A simple webcrawler written in java.
You will need java11 and docker. Gradle is already distributed via Gradle Wrapper. The app depends on Redis but no particular setup is needed for that as Docker Compose takes care of it.
- ensure you are running java 11.
➜ webcrawler git:(master) ✗ java -version
openjdk version "11.0.3" 2019-04-16 LTS
OpenJDK Runtime Environment Zulu11.31+11-CA (build 11.0.3+7-LTS)
OpenJDK 64-Bit Server VM Zulu11.31+11-CA (build 11.0.3+7-LTS, mixed mode)
- build the fat jar (this will also run the test suite - if you run Docker Desktop on Mac
v2.4.0and this command fails, please refer to testcontainers/testcontainers-java#3291)
./gradlew clean build
- build the Docker image and run it through Docker Compose
docker-compose build
docker-compose up
The application is listening on port 8080 and exposes some APIs to perform webcrawler job operations.

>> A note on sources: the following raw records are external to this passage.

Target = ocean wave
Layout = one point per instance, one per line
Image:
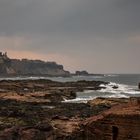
(119, 88)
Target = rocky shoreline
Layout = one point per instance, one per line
(33, 110)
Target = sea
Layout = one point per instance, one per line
(127, 85)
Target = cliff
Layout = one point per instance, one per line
(29, 67)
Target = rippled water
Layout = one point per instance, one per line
(127, 85)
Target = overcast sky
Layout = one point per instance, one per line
(100, 36)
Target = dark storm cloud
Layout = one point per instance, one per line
(42, 16)
(105, 31)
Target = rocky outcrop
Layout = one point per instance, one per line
(121, 122)
(29, 67)
(81, 73)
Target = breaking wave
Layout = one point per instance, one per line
(112, 90)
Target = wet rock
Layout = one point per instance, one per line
(120, 122)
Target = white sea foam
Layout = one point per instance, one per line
(112, 90)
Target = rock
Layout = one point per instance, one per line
(81, 73)
(139, 86)
(118, 123)
(29, 67)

You can navigate to http://localhost:8080/swagger-ui/ to take a look at the Swagger Docs.
An example request would look like this:
➜ webcrawler git:(master) ✗ curl -v POST \
http://localhost:8080/crawler/jobs \
-H 'content-type: application/json' \
-d '{
"frontier": "https://example.com/",
"politenessDelayMillis": 500,
"maxDepthOfCrawling": 2
}'
* Rebuilt URL to: POST/
* Could not resolve host: POST
* Closing connection 0
curl: (6) Could not resolve host: POST
* Trying ::1...
* TCP_NODELAY set
* Connected to localhost (::1) port 8080 (#1)
> POST /crawler/jobs HTTP/1.1
> Host: localhost:8080
> User-Agent: curl/7.54.0
> Accept: */*
> content-type: application/json
> Content-Length: 94
>
* upload completely sent off: 94 out of 94 bytes
< HTTP/1.1 201
< Location: http://localhost:8080/crawler/jobs/71d0171f-720b-4cea-8dfc-9952e888da48
< Content-Length: 0
< Date: Mon, 12 Oct 2020 14:30:49 GMT
<
* Connection #1 to host localhost left intactNote that maxDepthOfCrawling and politenessDelayMillis are optional parameters.